In a previous post, we used priors to explain how we could improve a reconstruction-based model. Of course, priors are not limited to a special kind of learning, but can be used practically everywhere. The challenge is more to condense those knowledge and encode it somehow into the cost function.
As a simple example, let us assume that we want to predict if a movie belongs to a very special sub-genre and for the sake of simplicity, we consider a linear SVM model. In that case, it would be very beneficial, if words that frequently co-occur together also have similar weights in the final model. This prior knowledge can be encoded in a simple co-occurrence matrix P by analyzing all training samples and therefore, does not require any labels. Since sparsity in P is beneficial, we set all entries below a certain threshold of P to zero to encourage the model to focus on stronger relations.

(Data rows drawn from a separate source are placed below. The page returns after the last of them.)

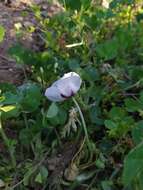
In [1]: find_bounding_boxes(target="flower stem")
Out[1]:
[72,97,90,149]
[0,113,16,168]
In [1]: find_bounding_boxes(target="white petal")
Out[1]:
[45,72,82,102]
[45,86,65,102]
[54,72,81,97]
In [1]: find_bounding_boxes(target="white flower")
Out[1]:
[45,72,82,102]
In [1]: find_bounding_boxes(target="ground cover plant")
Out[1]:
[0,0,143,190]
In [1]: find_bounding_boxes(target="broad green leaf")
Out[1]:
[132,120,143,144]
[35,172,43,183]
[122,143,143,186]
[47,102,58,118]
[0,25,5,42]
[96,39,118,60]
[18,83,42,112]
[125,98,143,112]
[0,105,16,112]
[104,120,117,129]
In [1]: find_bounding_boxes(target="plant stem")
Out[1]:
[72,97,90,149]
[0,115,16,168]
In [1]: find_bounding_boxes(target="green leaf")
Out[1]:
[104,120,117,129]
[0,26,5,42]
[35,172,43,183]
[122,143,143,186]
[96,39,118,60]
[0,105,16,112]
[125,98,143,112]
[18,83,42,112]
[132,120,143,144]
[47,102,58,118]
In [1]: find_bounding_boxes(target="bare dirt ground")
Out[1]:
[0,0,60,85]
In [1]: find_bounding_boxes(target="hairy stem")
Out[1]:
[0,118,16,168]
[72,97,90,148]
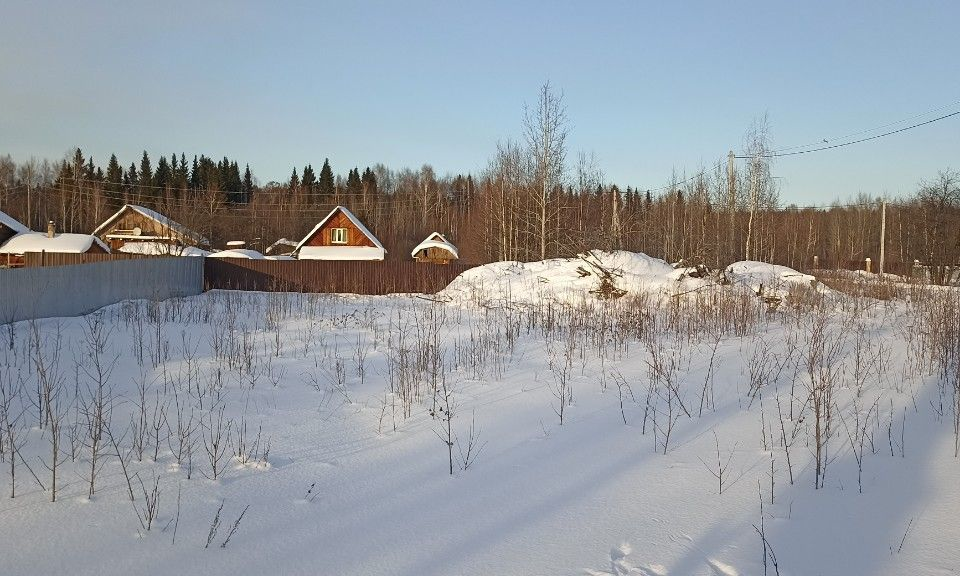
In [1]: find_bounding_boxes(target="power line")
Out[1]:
[734,110,960,160]
[773,100,960,152]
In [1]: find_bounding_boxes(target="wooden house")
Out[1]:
[410,232,460,264]
[294,206,387,260]
[0,222,110,268]
[93,204,210,255]
[0,212,30,245]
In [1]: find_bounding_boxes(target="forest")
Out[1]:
[0,85,960,283]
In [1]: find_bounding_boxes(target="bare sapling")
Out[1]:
[203,405,232,480]
[457,411,487,472]
[78,314,119,498]
[777,395,806,486]
[430,370,457,476]
[106,427,136,502]
[549,338,573,426]
[203,500,226,548]
[166,391,200,480]
[840,399,880,494]
[134,474,160,532]
[697,430,739,494]
[696,332,721,416]
[613,371,637,425]
[220,504,250,548]
[0,367,29,498]
[32,323,70,502]
[805,308,843,489]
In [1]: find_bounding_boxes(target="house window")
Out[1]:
[330,228,347,244]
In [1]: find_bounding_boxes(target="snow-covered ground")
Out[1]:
[0,253,960,576]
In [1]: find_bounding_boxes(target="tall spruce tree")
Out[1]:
[347,168,363,196]
[300,164,317,194]
[360,166,377,196]
[153,156,172,190]
[317,158,336,196]
[137,150,153,188]
[107,154,123,192]
[241,164,253,204]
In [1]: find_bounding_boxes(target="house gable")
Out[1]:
[93,204,209,249]
[303,211,376,248]
[410,232,460,262]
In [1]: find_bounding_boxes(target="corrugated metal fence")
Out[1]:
[0,254,203,323]
[204,258,473,294]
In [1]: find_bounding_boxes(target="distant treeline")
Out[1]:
[0,86,960,280]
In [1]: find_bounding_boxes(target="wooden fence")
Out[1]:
[0,254,203,323]
[23,252,174,268]
[203,258,473,294]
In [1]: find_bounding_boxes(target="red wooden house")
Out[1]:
[294,206,387,260]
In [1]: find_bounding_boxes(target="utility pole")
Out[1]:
[610,186,622,250]
[744,157,760,260]
[880,200,887,278]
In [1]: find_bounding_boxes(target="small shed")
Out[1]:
[0,222,110,268]
[0,212,30,244]
[410,232,460,264]
[263,238,297,256]
[294,206,387,260]
[93,204,210,253]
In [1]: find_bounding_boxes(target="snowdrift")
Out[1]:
[437,250,825,305]
[724,260,818,299]
[437,250,714,304]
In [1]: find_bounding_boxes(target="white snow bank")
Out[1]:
[209,248,265,260]
[724,260,818,298]
[438,250,711,304]
[297,246,386,260]
[0,232,110,254]
[117,242,210,256]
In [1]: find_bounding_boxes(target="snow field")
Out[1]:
[0,253,960,575]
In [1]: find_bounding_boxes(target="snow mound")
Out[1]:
[438,250,708,304]
[209,248,265,260]
[724,260,818,298]
[0,232,110,254]
[117,242,210,256]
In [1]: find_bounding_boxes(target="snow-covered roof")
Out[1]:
[410,232,460,258]
[297,246,386,260]
[295,206,387,253]
[117,242,210,256]
[93,204,210,244]
[0,212,30,234]
[0,232,110,254]
[264,238,297,254]
[208,248,264,260]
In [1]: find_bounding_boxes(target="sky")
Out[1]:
[0,0,960,205]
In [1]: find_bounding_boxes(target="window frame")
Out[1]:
[330,227,350,244]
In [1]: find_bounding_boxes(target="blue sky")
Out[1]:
[0,0,960,204]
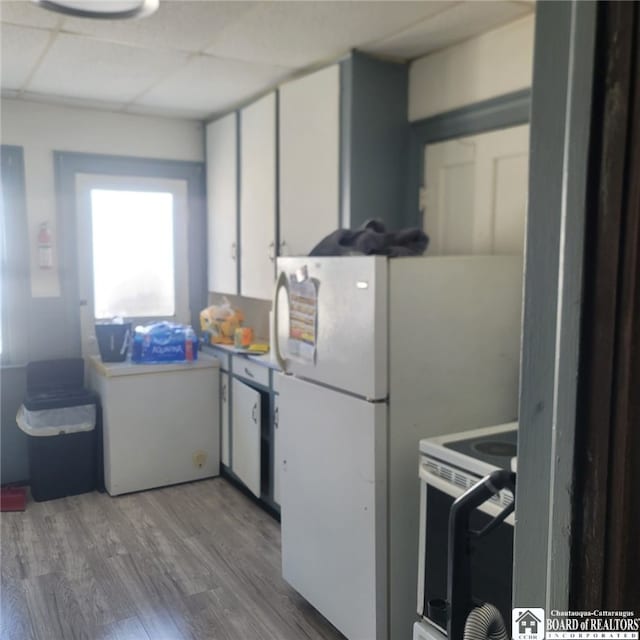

For starters, we use a simple model that was published at NIPS 2008. The model parameters 0 consists of a weight vector “w” and a bias “b”:
loss(w) = svm_loss(x, y, 0) + w.T*M*w
M is a matrix and can be written as:
M=alpha * (I – P).T * (I – P) + beta * I
The last part is simple ridge regularization and the alpha part penalizes how much a weight “j” differs from its neighbors or stated differently, how “j” differs from other related weights specified by the co-occurrence encoded in P.
The advantages can be best explained with an example. If we want to classify “alien films”, it is very likely that there is a group of movies that combines sci-fi and horror themes. Thus, instead of just focusing on one aspect, words that occur in both contexts should have a higher weight and further similar weights, which should improve the classification accuracy.